Provides a high-level view of entities and their relationships across an organisation.
Define Data Architecture
The set of rules, policies, standards or models set by the organisation that govern the use of its data.
It’s a business process, rather than technical primarily.
Define Data Policies, Standards and Rules
Data policies - a broad framework for how decisions should be made regarding data.
Data standards - provide detailed rules on how to implement data policies.
Data rules - provide specific instructions on how to implement data standards.
Define Data Migration
The transfer of data from storage/computing environment to another.
Define Data Integration
Combining data from different sources to provide a unified view.
What are the four features of Database Architecture?
Database design, data warehousing, migration and integration.
Define Domain Context
Understanding of the business environment the data is in.
Define Decision Analytics?
Using visual data techniques to support choices or decisions made by people.
Define Descriptive Analytics
Focusses entirely on the understanding of historical data. Can inform decision-making.
Define Predictive Analytics
Using historical data to understand or predict the future and inform decisions.

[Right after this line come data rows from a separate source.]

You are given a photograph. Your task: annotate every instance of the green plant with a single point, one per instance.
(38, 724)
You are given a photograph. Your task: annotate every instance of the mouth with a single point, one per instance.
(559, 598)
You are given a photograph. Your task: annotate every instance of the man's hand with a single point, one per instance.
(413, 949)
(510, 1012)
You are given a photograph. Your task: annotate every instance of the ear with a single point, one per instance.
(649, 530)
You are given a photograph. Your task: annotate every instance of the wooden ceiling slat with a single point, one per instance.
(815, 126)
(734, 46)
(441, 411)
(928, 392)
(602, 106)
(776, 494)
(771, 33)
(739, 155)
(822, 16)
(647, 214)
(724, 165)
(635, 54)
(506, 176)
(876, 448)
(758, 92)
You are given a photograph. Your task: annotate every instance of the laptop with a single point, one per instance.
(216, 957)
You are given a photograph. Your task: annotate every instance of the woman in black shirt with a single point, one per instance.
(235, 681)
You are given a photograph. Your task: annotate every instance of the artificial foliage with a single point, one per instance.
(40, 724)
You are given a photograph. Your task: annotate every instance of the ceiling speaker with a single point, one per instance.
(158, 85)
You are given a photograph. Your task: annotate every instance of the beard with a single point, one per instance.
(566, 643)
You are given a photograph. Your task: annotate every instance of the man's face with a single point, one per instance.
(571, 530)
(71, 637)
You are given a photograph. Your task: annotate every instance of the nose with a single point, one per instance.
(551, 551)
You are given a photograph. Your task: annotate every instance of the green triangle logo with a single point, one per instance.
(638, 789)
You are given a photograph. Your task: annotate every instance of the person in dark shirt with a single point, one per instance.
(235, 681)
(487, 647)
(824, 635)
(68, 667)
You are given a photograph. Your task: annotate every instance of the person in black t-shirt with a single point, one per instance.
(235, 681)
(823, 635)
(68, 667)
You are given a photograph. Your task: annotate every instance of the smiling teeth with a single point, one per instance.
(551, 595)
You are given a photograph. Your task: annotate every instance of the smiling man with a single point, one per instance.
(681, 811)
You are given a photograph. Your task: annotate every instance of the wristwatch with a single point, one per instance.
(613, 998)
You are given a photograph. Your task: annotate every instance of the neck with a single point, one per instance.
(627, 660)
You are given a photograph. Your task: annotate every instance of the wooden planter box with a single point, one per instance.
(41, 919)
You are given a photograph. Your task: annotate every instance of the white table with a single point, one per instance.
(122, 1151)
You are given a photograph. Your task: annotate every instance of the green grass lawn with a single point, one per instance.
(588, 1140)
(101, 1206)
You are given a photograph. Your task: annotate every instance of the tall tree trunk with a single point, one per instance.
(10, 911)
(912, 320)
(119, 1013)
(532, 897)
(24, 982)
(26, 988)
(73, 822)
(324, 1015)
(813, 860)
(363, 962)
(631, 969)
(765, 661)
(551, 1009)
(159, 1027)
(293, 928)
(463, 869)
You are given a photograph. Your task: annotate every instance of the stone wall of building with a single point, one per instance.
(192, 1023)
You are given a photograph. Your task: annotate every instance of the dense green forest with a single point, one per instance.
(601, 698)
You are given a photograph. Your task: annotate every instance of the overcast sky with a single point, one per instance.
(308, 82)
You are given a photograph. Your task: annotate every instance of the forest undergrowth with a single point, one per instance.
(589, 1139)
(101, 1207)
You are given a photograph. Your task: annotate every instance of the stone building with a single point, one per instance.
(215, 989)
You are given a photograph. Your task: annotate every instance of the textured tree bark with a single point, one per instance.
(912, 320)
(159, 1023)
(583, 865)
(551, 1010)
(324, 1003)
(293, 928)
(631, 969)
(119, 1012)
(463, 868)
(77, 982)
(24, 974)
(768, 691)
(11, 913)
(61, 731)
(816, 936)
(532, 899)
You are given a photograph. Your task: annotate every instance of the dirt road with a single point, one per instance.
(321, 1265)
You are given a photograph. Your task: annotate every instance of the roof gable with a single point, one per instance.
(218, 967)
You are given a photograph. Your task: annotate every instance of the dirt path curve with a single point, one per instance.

Define Prescriptive Analytics
The integration of predictive analytics into business systems. Seeks to identify what will happen, when and why.
What is a Functional Requirement?
It describes a feature which the solution should have.
What are the steps of the ETL process?
Define the source Define the target Create the mapping Create the session Create the work flow
What is data validation?
The process of ensuring a program operates on clean, correct and useful data.